Liberdade de expressão ou decência parlamentar?

Por estes dias, algumas pessoas – umas que conheço e com as quais convivo; outras que me reconhecem no que faço e que me abordaram na rua – me têm perguntado o que penso sobre “essa coisa da liberdade de expressão” na Assembleia da República, a propósito das palavras desbragadas e inaceitáveis do líder do Chega, na passada sexta-feira, com que inflama o seu discurso extremista e as suas teses racistas e homofóbicas.

Não creio que “coisa” deva ser colocada ao nível da liberdade de expressão. Seria atribuir-lhe a dignidade que não tem e conferir-lhe um patamar de discussão que não merece. No essencial, a questão é de uma natureza na qual o presidente da Assembleia deveria ter sabido situar – a da decência parlamentar.

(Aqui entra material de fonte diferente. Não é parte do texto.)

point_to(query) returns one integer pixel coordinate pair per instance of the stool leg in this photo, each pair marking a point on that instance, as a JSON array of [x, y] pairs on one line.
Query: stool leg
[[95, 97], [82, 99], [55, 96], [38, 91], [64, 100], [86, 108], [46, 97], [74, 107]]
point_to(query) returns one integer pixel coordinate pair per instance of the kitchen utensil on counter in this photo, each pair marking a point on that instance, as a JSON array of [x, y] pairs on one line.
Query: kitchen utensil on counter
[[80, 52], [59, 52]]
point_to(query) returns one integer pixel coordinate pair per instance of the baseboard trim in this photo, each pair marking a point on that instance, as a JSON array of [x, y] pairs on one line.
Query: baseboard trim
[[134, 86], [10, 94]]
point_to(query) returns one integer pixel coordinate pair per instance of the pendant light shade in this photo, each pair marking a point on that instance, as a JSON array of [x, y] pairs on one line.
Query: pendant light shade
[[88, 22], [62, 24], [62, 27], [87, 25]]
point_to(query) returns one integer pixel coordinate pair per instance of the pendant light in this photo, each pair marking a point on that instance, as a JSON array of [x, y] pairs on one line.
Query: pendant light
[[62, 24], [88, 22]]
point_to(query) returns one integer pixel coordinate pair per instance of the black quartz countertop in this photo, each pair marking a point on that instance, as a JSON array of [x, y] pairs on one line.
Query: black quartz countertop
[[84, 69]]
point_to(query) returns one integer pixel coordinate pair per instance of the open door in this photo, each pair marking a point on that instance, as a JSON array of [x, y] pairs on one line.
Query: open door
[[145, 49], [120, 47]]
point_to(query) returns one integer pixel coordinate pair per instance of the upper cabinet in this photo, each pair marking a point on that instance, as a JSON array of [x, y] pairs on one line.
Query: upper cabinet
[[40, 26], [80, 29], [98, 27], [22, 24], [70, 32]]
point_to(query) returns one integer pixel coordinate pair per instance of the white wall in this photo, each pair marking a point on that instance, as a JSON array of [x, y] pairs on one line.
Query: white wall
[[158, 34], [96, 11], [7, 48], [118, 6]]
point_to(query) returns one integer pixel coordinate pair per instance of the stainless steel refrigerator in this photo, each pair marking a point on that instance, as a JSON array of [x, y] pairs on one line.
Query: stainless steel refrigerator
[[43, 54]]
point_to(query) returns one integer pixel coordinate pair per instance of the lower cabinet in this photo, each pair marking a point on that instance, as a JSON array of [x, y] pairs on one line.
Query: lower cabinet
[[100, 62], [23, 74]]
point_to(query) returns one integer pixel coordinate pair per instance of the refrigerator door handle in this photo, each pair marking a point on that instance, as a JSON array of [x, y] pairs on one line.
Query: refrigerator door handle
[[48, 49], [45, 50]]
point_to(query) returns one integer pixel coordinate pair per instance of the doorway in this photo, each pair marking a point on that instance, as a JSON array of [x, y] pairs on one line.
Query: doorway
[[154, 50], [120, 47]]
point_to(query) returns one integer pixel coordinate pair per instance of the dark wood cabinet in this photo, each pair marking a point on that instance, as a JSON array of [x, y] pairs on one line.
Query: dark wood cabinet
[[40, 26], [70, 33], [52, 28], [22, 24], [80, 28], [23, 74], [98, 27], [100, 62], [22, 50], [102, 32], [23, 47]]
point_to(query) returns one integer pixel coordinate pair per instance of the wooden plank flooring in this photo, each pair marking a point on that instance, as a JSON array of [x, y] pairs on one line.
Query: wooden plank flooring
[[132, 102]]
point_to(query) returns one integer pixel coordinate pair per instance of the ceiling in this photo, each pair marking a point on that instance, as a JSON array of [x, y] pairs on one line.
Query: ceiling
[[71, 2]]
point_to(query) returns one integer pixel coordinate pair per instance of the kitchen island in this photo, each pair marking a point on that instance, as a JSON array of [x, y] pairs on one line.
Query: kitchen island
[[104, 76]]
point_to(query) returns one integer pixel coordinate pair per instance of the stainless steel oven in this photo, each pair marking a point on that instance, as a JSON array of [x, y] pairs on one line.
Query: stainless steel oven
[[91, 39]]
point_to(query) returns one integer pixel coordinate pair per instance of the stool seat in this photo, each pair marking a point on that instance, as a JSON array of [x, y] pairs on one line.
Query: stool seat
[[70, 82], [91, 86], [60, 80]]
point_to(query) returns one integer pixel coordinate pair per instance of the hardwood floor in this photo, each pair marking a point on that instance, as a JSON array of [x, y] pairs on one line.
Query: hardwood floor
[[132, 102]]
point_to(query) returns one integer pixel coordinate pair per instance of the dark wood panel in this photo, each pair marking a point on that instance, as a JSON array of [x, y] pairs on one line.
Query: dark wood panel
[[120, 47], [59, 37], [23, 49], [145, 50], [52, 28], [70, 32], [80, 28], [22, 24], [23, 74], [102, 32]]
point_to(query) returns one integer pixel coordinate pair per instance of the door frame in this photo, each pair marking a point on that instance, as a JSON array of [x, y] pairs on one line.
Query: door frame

Seria paradoxal que, num Parlamento tão cioso das suas praxes e salamaleques, não devessem os deputados absterem-se – ou serem disso inibidos – de pronunciar termos e expressões desprimorosas e ofensivas em relação a pessoas presentes ou ausentes, a instituições nacionais ou estrangeiras e a outros países e respectivos povos.

É questão de decência e de decoro a que se obrigam os investidos no mandato popular tratar os outros – presentes ou ausentes – com respeito e consideração. Se não são capazes de fazê-lo, o Regimento da Assembleia da República (n.º 3 do art.º 89.º) prevê acertadamente:

“O orador é advertido pelo Presidente da Assembleia da República quando se desvie do assunto em discussão ou quando o discurso se torne injurioso ou ofensivo, podendo retirar-lhe a palavra.”

Por outro lado, a relativização moral de uma conduta censurável mas, no caso, escudada no respeito por uma espécie de liberdade de expressão irrestrita na oratória parlamentar, também não corresponde à melhor estratégia para contrariar a deplorável captura da agenda e dos trabalhos parlamentares pelo Chega.